12 JUNE 2004, Page 49

Lost and found in lonely places

Lavinia Greenlaw

THE RECKONING by Patricia Tyrrell Weidenfeld, £9.99, pp. 218, ISBN 0297848888917 patricia Tyrrell has self-published two novels, both of which were shortlisted for major prizes. The Promised Land was runner-up for the Sagittarius Prize for a first novel by someone over the age of 60, and The Reckoning was a contender for the Encore Award. I am happy to declare an interest here as, along with Mark Amory, the literary editor of these pages, I was one of the Encore judges. The book didn't win, but Tyrrell has gone on gaining admirers, including a major publishing house who have now brought her into mainstream print.

This remarkable novel lifts off from a story of archetypal depth: a stolen child, a murder, a man seeking redemption and a couple whose grief has frozen them over. It is narrated by the teenage Cate, who was abducted from a campsite in the American West when she was three. The man who took her was a drifter called Les, who has brought her up since, apparently successfully. They camp in abandoned shacks and drive into town to pick up food stamps and welfare cheques: there's no school, but no television either. Then Cate does something which determines Les to return her to her mother, not as simple an idea as it might seem. Tyrrell sets aside the two major dramas of the book to concentrate in each case on the aftermath.

In Cate, she has a storyteller who is poised on the brink of the adult world — able to watch and listen, but not yet ready to act. She is brave, gauche, mortified and muddled in true adolescent style. She is also able to trace a pattern of tragic compulsion being acted out by people who are neither bad nor good. They are all, even Cate, a little vain and fearful. Her mother is a vision of blonde and beige, a jeweller who locks Cate in the bedroom in case she might steal and then buys her new clothes to go to Washington for the

blood tests: her father is an academic with a new young lover, who disappears when the tests confirm that Cate is his.

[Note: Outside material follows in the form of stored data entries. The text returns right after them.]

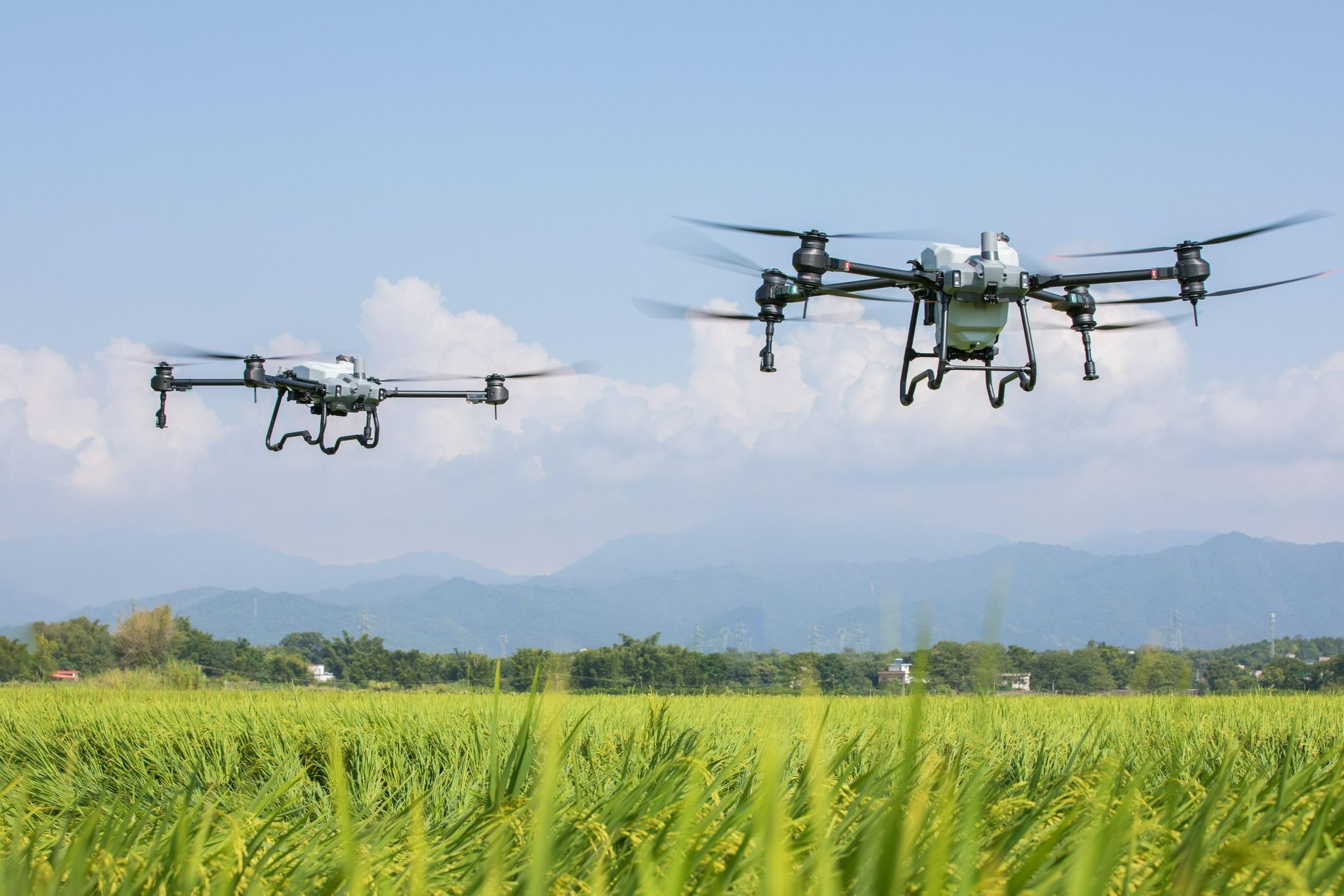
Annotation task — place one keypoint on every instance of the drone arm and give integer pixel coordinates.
(474, 398)
(182, 386)
(897, 277)
(860, 285)
(1104, 277)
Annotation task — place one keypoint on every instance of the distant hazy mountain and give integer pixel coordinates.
(114, 566)
(1123, 542)
(745, 546)
(1031, 594)
(19, 605)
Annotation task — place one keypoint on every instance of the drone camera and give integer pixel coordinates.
(255, 373)
(161, 380)
(810, 260)
(495, 391)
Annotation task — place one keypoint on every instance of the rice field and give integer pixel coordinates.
(305, 792)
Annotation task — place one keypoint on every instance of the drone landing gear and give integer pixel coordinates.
(937, 315)
(369, 439)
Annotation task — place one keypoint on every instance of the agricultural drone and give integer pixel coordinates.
(963, 292)
(329, 388)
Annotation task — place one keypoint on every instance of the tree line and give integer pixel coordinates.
(155, 638)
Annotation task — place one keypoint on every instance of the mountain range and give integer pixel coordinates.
(809, 593)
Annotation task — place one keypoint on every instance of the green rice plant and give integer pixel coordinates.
(213, 792)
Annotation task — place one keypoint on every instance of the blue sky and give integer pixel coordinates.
(225, 176)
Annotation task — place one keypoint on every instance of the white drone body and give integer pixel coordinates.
(347, 387)
(983, 284)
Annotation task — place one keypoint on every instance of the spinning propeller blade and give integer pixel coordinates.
(562, 370)
(931, 235)
(705, 250)
(668, 311)
(1148, 300)
(1146, 321)
(1288, 222)
(178, 350)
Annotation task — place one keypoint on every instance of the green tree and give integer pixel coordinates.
(77, 644)
(1223, 675)
(15, 660)
(146, 637)
(214, 656)
(1285, 674)
(1330, 675)
(1159, 672)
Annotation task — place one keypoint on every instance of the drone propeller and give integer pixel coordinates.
(931, 235)
(1288, 222)
(562, 370)
(148, 357)
(668, 311)
(178, 350)
(1148, 300)
(705, 250)
(1146, 321)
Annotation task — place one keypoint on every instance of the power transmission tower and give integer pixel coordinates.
(1173, 640)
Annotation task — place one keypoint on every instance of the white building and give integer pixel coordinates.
(897, 670)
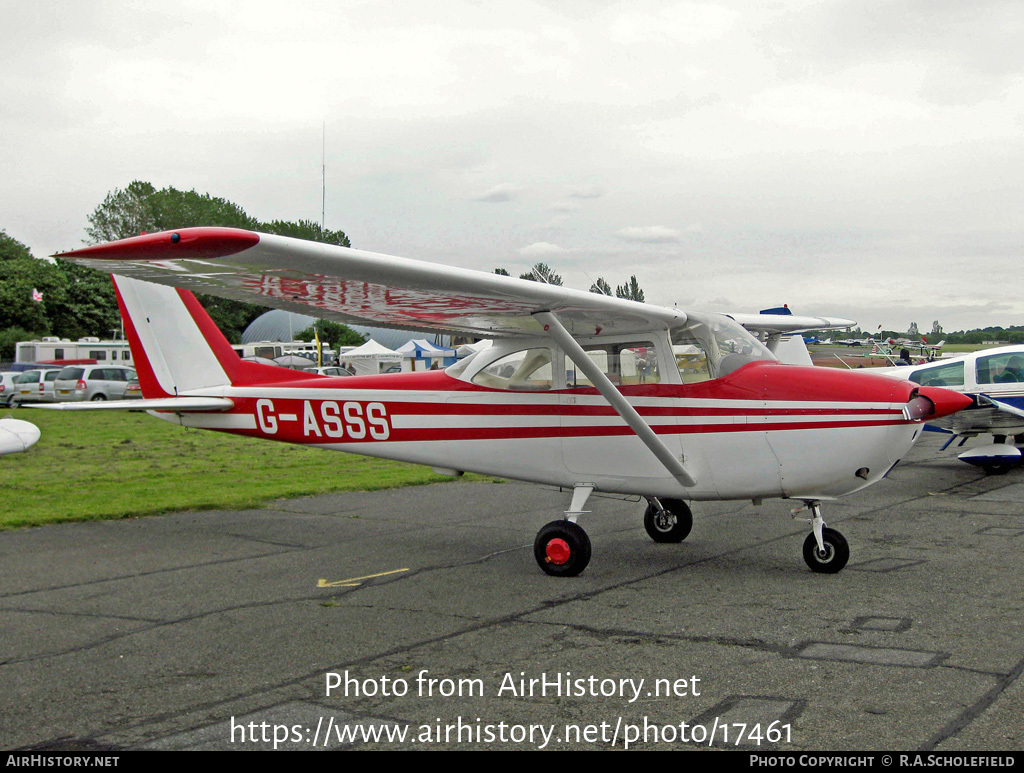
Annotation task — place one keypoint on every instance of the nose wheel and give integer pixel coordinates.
(668, 520)
(825, 550)
(833, 557)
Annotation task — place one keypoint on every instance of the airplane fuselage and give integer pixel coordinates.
(765, 430)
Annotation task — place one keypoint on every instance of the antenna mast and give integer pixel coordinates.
(324, 177)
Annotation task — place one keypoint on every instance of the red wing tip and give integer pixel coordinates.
(203, 242)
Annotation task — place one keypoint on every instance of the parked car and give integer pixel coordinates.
(7, 387)
(133, 391)
(34, 386)
(77, 383)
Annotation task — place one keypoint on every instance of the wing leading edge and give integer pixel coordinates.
(354, 286)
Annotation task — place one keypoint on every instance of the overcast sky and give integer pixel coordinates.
(861, 159)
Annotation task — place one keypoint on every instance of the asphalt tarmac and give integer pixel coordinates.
(421, 613)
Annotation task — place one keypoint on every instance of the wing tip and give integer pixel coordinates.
(200, 242)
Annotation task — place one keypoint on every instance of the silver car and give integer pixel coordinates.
(77, 383)
(34, 386)
(7, 387)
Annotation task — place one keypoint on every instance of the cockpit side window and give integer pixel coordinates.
(710, 347)
(950, 374)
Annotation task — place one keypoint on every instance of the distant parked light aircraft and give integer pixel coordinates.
(994, 381)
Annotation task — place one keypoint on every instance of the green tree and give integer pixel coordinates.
(139, 207)
(334, 333)
(542, 272)
(305, 229)
(630, 291)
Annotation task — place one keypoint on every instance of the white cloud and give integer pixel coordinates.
(650, 234)
(499, 194)
(541, 250)
(564, 207)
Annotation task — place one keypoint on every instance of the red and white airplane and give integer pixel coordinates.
(579, 390)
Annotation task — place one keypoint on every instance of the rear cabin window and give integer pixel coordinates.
(1000, 369)
(625, 364)
(950, 374)
(526, 371)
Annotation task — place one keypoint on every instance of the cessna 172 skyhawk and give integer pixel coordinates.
(579, 390)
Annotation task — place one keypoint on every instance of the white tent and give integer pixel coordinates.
(371, 358)
(422, 354)
(466, 349)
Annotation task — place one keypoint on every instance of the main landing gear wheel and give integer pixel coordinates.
(836, 554)
(562, 549)
(996, 468)
(672, 524)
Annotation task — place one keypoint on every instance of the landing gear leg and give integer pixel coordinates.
(562, 548)
(825, 550)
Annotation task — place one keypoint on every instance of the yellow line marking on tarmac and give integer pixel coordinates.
(351, 582)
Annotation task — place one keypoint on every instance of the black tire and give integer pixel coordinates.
(837, 552)
(670, 525)
(562, 549)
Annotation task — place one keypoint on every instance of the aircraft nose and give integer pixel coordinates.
(944, 402)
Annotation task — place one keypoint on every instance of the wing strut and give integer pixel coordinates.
(614, 397)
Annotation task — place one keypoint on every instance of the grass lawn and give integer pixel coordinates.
(107, 464)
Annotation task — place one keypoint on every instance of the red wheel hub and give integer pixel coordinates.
(557, 551)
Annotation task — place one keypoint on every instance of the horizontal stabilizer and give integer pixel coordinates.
(175, 404)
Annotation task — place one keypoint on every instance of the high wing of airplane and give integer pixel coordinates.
(16, 435)
(578, 390)
(994, 381)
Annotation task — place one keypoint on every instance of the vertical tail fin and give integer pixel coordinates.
(176, 346)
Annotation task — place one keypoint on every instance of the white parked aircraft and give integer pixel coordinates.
(578, 390)
(994, 381)
(16, 435)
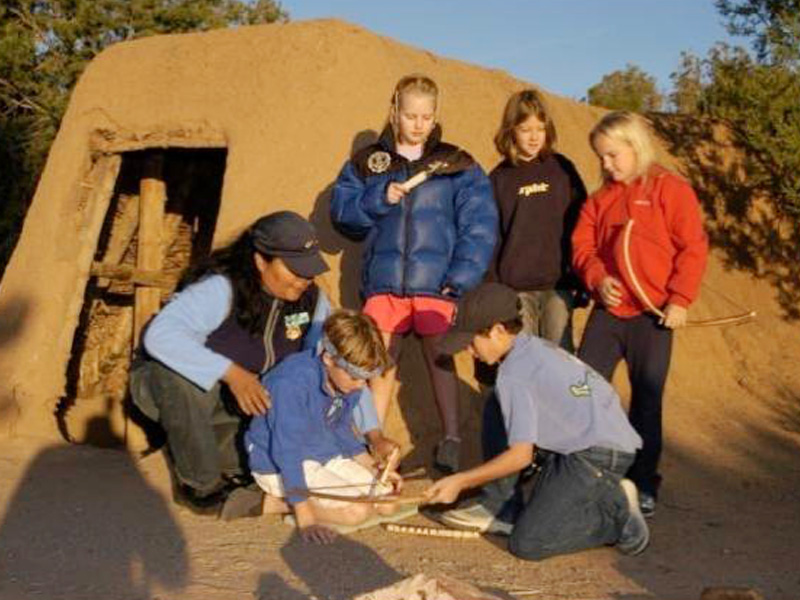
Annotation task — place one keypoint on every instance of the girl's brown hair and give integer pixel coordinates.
(520, 106)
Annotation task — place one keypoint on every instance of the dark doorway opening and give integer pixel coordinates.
(102, 349)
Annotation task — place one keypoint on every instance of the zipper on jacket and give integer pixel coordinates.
(269, 331)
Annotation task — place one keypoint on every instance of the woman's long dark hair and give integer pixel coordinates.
(236, 262)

This is a contemporary story with hardly any contemporary detail, because it takes place outside ordinary life. As Cate and Les travel east, we get to see the epic landscape of America through her constrained gaze. Texas is dust, sage and cottongrass, Oklahoma 'squared-off roads', the Mississippi 'a big brown river', Tennessee has mountains but the wrong kind. Cate moves from one kind of isolation to another, from L,es's truck to her mother's designer log cabin in the Virginia woods, and her estrangement reflects the way in which extreme experiences leave us cut off. We first meet her in the desert, where she describes the nearest town as if it were a small mark on a blank page. Her manner of speech is an odd mixture of brutal and quaint — emphatically anything but East Coast and another reflection of America's many separate worlds. The reunion of Cate and her mother is not the end of the story, any more than her abduction was the beginning. Tyrrell's gift is to keep the thing alive and open; she does not contrive meaning or consolation, but brings us a supremely human and intelligent tale.